Other

October 2007


Mid October we went to Kairakuen, which is one of the 3 most famous landscape gardens of Japan. It is free to enter and mostly famous for ume (plum) blossoms in late february when the park is said to be overcrowded. As all plum trees are without any flowers or leafs now, that part of the park was very boring, but the rest was quite nice still. Especially the house.











After Kairakuen, we went further to Fukuroda-no-taki, also very famous in Japan.


A little further there is this suspension bridge. Only created to boost local tourism I think (it doesn't really lead anywhere but offers a nice view).








October 18th we went to JAXA, the japanese aerospace exploration agency, to get landing data for our research using their simulator. 2 pilots made some 25 simulated landing approaches each under various conditions (short, long, wind, no wind,...).

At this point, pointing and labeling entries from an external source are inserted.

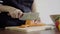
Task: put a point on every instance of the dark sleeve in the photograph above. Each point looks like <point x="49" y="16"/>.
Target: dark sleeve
<point x="18" y="5"/>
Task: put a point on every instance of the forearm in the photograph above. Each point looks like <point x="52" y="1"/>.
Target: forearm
<point x="4" y="8"/>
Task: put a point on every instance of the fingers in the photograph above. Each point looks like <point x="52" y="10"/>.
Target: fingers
<point x="16" y="13"/>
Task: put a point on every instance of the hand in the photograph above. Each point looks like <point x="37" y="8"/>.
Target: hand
<point x="16" y="13"/>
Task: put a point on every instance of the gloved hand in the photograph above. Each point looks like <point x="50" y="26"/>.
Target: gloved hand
<point x="13" y="12"/>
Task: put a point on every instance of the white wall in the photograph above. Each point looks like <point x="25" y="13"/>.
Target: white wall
<point x="46" y="8"/>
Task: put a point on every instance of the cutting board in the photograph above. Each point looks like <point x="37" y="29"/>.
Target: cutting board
<point x="29" y="29"/>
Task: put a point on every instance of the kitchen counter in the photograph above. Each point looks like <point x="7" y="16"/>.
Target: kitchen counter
<point x="36" y="32"/>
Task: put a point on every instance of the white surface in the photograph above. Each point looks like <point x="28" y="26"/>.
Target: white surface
<point x="29" y="29"/>
<point x="46" y="8"/>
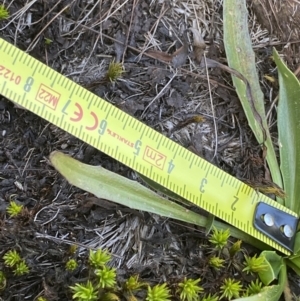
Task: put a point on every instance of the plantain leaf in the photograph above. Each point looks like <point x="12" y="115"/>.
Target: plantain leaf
<point x="288" y="124"/>
<point x="110" y="186"/>
<point x="274" y="263"/>
<point x="241" y="57"/>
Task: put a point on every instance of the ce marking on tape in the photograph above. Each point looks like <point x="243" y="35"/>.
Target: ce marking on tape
<point x="276" y="224"/>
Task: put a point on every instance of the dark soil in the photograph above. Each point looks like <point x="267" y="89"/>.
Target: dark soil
<point x="86" y="36"/>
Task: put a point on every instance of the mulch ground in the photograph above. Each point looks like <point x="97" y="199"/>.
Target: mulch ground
<point x="164" y="86"/>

Oct 28th we went to the Shinrin-koen because Mae Rose wanted to see the cosmos flowers (these pink/purple flowers). There are many places around where they have large flower fields that open only in the season. Actually, the cosmos flower site of our first choice appeared to have flooded with the last typhoon, so the field had been destroyed... However, this park is huge (the cosmos flower field is only a small part) and we walked around all day and got really tired.





As I have to take some classes to get credits, but most of the classes are in Japanese, I follow a course in Architecture. It's quite interesting to learn something about japanese city planning, earthquake-proofness / testing of buildings, japanese history and modern architecture. This time we visited the yutenji temple in the south-west of Tokyo, which was under reconstruction. The guiding professor had lead a study to determine which of the buildings of the complex should be reconstructed in what way. Now we could all enter between the foundation and the (lifted) building and see the structure and method they used to make the foundation earthquake-proof.